= Ezekwe =

Family clan in Nigeria

Ezekwe , is the name of several Igbo families, most notably the Ezekwe family of Ezeawulu, Nibo, Awka LGA, in Anambra State, Nigeria, West Africa.

==Leader and descendants==
Oke Ezekwem as he was known was from Umuaka Dike in Umuezeagha clan in Ezeawulu. One of the most notable leaders of the area (traditional ruler of Ezeawulu village who was at war with Nnama Orjiakor of Umuanum village) before the coming of the British in the mid-to-late 19th century. He married Nwaka aka Ododo (maiden name Ezealor) from neighboring town Nise, and had 7 children: Aaron, Nwaku Abia, John, Mgbafor, Mgboye, Phillip and Rosa. Aaron would become a chief police officer for the British in the Eastern Region of Nigeria.

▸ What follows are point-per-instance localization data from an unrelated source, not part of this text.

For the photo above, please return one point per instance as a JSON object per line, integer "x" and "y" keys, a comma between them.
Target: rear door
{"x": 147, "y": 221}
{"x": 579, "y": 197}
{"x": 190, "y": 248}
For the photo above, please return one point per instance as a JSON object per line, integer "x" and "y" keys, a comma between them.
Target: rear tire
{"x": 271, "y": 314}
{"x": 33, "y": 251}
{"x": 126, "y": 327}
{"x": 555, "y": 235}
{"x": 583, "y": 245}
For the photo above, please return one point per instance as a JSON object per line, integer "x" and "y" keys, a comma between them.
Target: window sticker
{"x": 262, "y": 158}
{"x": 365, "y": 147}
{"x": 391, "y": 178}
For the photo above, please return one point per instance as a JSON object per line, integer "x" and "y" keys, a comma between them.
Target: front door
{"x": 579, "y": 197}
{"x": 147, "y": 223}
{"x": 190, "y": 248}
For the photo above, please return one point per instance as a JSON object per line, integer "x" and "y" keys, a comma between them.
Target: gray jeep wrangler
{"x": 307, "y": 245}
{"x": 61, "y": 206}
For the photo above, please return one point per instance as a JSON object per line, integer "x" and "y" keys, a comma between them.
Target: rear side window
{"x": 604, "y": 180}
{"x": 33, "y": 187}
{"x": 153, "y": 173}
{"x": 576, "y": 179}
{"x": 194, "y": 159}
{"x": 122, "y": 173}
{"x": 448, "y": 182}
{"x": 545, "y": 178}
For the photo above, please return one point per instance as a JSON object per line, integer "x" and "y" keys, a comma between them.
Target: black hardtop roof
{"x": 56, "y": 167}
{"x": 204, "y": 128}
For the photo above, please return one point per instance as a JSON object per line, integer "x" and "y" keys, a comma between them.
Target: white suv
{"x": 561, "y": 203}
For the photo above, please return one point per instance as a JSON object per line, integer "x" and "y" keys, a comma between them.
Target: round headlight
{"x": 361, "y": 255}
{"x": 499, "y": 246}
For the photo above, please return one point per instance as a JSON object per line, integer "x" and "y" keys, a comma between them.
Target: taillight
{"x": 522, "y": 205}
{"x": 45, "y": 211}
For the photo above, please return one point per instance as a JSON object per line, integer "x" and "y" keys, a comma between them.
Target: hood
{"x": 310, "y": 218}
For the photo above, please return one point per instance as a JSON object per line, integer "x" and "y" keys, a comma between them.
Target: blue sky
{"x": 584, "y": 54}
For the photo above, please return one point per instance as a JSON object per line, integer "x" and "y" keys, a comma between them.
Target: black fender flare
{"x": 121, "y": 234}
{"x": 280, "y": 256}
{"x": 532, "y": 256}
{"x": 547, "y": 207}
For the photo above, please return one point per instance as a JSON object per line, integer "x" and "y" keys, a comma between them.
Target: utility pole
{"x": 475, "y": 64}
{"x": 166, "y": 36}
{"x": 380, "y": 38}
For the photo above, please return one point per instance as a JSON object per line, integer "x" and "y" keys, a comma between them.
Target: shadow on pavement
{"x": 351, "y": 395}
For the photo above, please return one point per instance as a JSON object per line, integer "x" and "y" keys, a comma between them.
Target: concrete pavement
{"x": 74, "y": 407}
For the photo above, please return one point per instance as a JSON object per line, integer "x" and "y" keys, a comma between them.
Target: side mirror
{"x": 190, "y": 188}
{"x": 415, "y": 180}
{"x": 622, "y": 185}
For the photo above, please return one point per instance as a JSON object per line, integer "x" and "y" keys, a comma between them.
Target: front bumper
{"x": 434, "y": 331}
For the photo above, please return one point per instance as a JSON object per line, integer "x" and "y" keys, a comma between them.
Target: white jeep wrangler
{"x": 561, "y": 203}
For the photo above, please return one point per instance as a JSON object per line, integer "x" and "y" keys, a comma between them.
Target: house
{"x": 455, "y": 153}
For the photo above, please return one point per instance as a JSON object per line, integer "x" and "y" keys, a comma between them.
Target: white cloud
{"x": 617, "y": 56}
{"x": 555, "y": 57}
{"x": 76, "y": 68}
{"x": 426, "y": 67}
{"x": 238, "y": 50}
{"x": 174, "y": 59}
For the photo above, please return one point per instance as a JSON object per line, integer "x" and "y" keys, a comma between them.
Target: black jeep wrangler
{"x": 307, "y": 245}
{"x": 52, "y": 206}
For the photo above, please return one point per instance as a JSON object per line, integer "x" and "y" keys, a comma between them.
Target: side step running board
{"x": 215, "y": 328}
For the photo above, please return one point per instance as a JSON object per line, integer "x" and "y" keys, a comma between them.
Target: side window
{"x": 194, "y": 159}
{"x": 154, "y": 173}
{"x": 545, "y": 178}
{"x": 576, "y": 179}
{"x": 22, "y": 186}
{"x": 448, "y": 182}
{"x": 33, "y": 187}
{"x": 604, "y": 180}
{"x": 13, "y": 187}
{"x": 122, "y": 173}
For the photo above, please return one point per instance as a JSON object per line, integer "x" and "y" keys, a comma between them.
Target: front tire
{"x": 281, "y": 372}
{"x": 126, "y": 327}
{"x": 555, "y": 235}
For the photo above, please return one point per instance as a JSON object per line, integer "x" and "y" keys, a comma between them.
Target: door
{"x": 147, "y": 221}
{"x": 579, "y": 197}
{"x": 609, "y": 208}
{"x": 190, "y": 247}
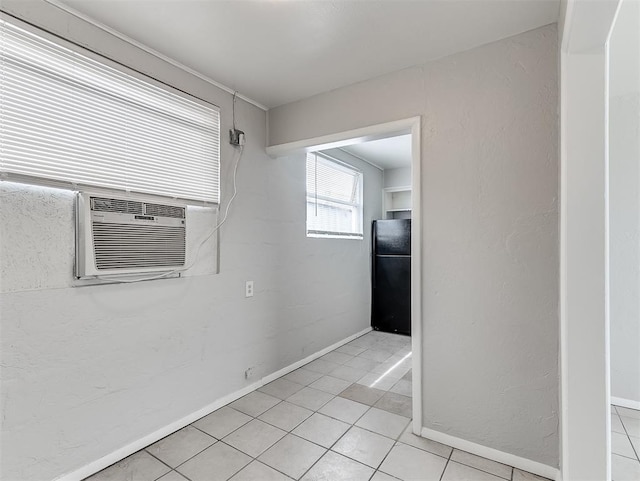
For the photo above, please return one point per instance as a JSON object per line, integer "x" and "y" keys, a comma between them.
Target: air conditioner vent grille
{"x": 165, "y": 210}
{"x": 102, "y": 204}
{"x": 127, "y": 246}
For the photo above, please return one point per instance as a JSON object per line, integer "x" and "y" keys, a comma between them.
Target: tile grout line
{"x": 447, "y": 464}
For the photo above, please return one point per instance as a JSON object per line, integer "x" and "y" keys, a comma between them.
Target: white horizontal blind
{"x": 69, "y": 119}
{"x": 334, "y": 198}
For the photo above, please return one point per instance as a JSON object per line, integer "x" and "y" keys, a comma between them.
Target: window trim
{"x": 138, "y": 75}
{"x": 358, "y": 206}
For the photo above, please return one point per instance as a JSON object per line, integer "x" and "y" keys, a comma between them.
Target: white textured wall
{"x": 400, "y": 177}
{"x": 87, "y": 370}
{"x": 490, "y": 241}
{"x": 624, "y": 202}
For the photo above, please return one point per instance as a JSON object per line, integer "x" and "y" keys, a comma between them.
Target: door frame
{"x": 411, "y": 126}
{"x": 585, "y": 395}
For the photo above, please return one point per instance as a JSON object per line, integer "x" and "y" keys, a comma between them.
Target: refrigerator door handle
{"x": 374, "y": 242}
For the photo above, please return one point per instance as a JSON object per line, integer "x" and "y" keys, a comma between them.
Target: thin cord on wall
{"x": 233, "y": 109}
{"x": 197, "y": 251}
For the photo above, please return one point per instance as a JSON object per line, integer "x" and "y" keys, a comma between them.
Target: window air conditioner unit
{"x": 123, "y": 236}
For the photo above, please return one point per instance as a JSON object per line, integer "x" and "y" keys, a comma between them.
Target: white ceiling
{"x": 390, "y": 153}
{"x": 277, "y": 51}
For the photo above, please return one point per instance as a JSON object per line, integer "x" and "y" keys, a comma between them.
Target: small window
{"x": 71, "y": 119}
{"x": 334, "y": 198}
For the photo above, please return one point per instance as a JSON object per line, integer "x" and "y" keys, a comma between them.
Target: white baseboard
{"x": 493, "y": 454}
{"x": 141, "y": 443}
{"x": 625, "y": 403}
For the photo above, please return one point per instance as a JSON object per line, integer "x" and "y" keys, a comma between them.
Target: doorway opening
{"x": 394, "y": 150}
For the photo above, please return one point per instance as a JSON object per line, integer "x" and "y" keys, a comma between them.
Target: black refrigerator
{"x": 391, "y": 276}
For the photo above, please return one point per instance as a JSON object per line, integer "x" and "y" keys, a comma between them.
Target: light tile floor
{"x": 625, "y": 444}
{"x": 345, "y": 416}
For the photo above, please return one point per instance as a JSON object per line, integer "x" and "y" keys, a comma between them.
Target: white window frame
{"x": 204, "y": 200}
{"x": 356, "y": 206}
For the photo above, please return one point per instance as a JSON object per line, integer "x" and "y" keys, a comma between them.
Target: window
{"x": 334, "y": 198}
{"x": 73, "y": 121}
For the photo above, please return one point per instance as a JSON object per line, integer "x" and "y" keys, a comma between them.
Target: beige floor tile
{"x": 285, "y": 415}
{"x": 330, "y": 384}
{"x": 383, "y": 422}
{"x": 362, "y": 394}
{"x": 377, "y": 381}
{"x": 292, "y": 455}
{"x": 407, "y": 462}
{"x": 216, "y": 463}
{"x": 376, "y": 355}
{"x": 173, "y": 476}
{"x": 461, "y": 472}
{"x": 334, "y": 467}
{"x": 344, "y": 409}
{"x": 281, "y": 388}
{"x": 396, "y": 403}
{"x": 254, "y": 437}
{"x": 140, "y": 466}
{"x": 222, "y": 422}
{"x": 351, "y": 350}
{"x": 176, "y": 448}
{"x": 380, "y": 476}
{"x": 347, "y": 373}
{"x": 402, "y": 387}
{"x": 321, "y": 430}
{"x": 303, "y": 376}
{"x": 310, "y": 398}
{"x": 483, "y": 464}
{"x": 254, "y": 403}
{"x": 364, "y": 446}
{"x": 256, "y": 471}
{"x": 362, "y": 363}
{"x": 337, "y": 357}
{"x": 425, "y": 444}
{"x": 324, "y": 367}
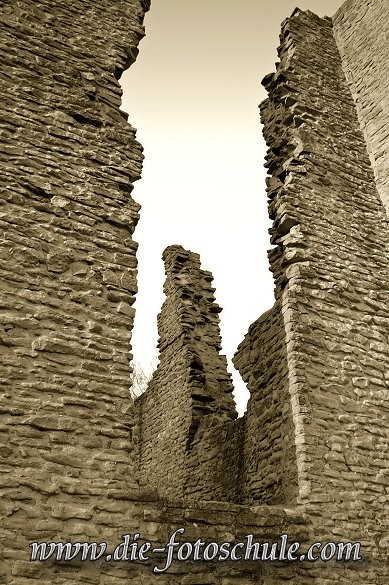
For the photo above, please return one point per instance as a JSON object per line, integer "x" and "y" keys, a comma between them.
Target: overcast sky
{"x": 193, "y": 95}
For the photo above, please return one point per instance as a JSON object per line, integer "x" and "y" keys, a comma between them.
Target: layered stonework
{"x": 361, "y": 30}
{"x": 68, "y": 277}
{"x": 186, "y": 415}
{"x": 81, "y": 462}
{"x": 331, "y": 272}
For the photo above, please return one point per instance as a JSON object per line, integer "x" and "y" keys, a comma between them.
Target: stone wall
{"x": 331, "y": 272}
{"x": 186, "y": 415}
{"x": 68, "y": 276}
{"x": 269, "y": 472}
{"x": 361, "y": 30}
{"x": 78, "y": 461}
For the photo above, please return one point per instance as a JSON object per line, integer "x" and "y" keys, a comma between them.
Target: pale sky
{"x": 193, "y": 95}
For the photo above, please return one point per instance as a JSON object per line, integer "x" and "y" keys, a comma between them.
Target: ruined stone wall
{"x": 331, "y": 268}
{"x": 188, "y": 442}
{"x": 68, "y": 275}
{"x": 269, "y": 472}
{"x": 361, "y": 29}
{"x": 71, "y": 441}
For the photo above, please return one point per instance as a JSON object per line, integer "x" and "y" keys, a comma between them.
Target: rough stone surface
{"x": 78, "y": 460}
{"x": 186, "y": 415}
{"x": 361, "y": 31}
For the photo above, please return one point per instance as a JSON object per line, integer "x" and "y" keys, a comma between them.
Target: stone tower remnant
{"x": 80, "y": 461}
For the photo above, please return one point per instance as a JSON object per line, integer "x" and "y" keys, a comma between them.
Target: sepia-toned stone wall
{"x": 361, "y": 30}
{"x": 79, "y": 461}
{"x": 187, "y": 412}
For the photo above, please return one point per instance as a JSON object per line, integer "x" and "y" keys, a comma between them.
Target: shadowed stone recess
{"x": 79, "y": 461}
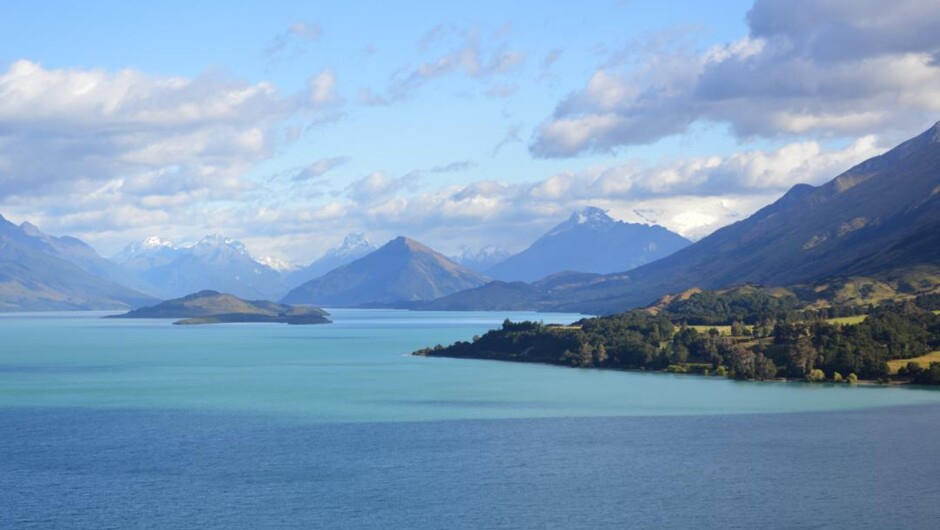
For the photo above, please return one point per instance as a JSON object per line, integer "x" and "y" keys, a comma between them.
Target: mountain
{"x": 354, "y": 247}
{"x": 481, "y": 259}
{"x": 879, "y": 220}
{"x": 211, "y": 307}
{"x": 214, "y": 262}
{"x": 281, "y": 266}
{"x": 589, "y": 241}
{"x": 39, "y": 272}
{"x": 403, "y": 270}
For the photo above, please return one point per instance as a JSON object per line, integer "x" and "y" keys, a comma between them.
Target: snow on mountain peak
{"x": 354, "y": 243}
{"x": 156, "y": 242}
{"x": 591, "y": 215}
{"x": 277, "y": 264}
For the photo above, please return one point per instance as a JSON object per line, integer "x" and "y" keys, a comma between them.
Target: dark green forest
{"x": 765, "y": 337}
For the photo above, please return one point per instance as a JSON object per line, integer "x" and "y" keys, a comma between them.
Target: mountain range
{"x": 589, "y": 241}
{"x": 403, "y": 270}
{"x": 879, "y": 219}
{"x": 354, "y": 246}
{"x": 214, "y": 263}
{"x": 874, "y": 227}
{"x": 39, "y": 272}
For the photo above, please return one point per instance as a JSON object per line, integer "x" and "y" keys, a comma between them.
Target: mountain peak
{"x": 402, "y": 271}
{"x": 219, "y": 241}
{"x": 410, "y": 244}
{"x": 591, "y": 215}
{"x": 30, "y": 229}
{"x": 157, "y": 242}
{"x": 355, "y": 243}
{"x": 277, "y": 264}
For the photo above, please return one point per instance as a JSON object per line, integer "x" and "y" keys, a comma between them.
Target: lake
{"x": 141, "y": 424}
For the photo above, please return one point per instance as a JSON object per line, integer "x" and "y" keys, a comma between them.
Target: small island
{"x": 212, "y": 307}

Mgbafor (Selina) and her husband Joshua Nnama served as Anglican missionaries planting churches around Southern Nigeria. Phillip became the 2nd Igbo Doctor of Nigeria, graduating from the Old Yaba Medical School and the University of Glasgow in 1937, became a Gynecologist and eventually would be the Chief Medical Officer to the Federal Republic of Nigeria, a position he held until 1966.

The Ezekwe descendants are spread around the world, especially around the African continent, UK, and the USA, as distinguished notable intellectuals and professionals with expertise in multiple fields of study.